In the book, optimization on matrix manifolds by Absil, Chapter 3 pg 59, it is given that retraction on the orthogonal manifold $O_n$, using the Cayley's transform, is given by $$ R_{X}(X \Omega)=X\left(I-\frac{1}{2} \Omega\right)^{-1}\left(I+\frac{1}{2} \Omega\right) $$ I am trying to derive to this from first principles but stuck mid-way.

My attempt:

Let $Q \in O_n$ and $\Omega$ be a skew symmetric matrix. By Cayley's transform, for each $\Omega$ we can find a $Q$ such that $$Q = \left( I - \Omega \right) \left( I + \Omega \right)^{-1}$$ Let $\phi$ be the mapping from $[Q^{-1},I - \Omega] \rightarrow I+\Omega$. Therefore, we can write $\pi_{1} \circ \phi^{-1}$ as matrix that takes in $I+\Omega$ and outputs $Q^{-1}$.

\begin{align} R_{X}(X+X\Omega) &:=\pi_{1}\left(\phi^{-1}(X+X\Omega)\right) \\ & = X \pi_{1}\left(\phi^{-1}(I+\Omega)\right) \\ & = X Q^{-1} \\ & = X \left( I + \Omega \right) \left( I - \Omega \right)^{-1} \\ & = X \left( I - \Omega \right)^{-1} \left( I + \Omega \right) \qquad \quad \text{as the matrices commute}\\ \end{align}

I am not sure how to get the the $\frac{1}{2}$ as mentioned in the textbook. Can you please help. Thank you.

Update: One of the answers says that this is a typo in the book. Can others please confirm?

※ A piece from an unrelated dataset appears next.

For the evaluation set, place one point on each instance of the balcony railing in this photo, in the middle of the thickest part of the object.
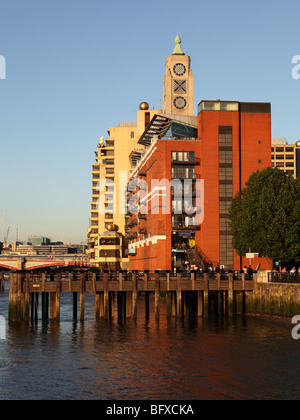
(191, 161)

Below is a picture of the relevant text and symbols. enter image description here

  • 1
    $\begingroup$ If the following papers are helpful: "A Riemannian conjugate gradient method for optimization on the Stiefel manifold", "A Feasible Method for Optimization with Orthogonality Constraints". $\endgroup$ – River Li 8 hours ago

Hint: Let $\Omega$ be skew-symmetric of order $n$. Then $\frac{1}{2} \Omega$ is also skew-symmetric. Hence, by Cayley's transform there exists a $Q \in O_n$ such that $$Q = (I - \tfrac{1}{2} \Omega) (I + \tfrac{1}{2} \Omega)^{-1}$$.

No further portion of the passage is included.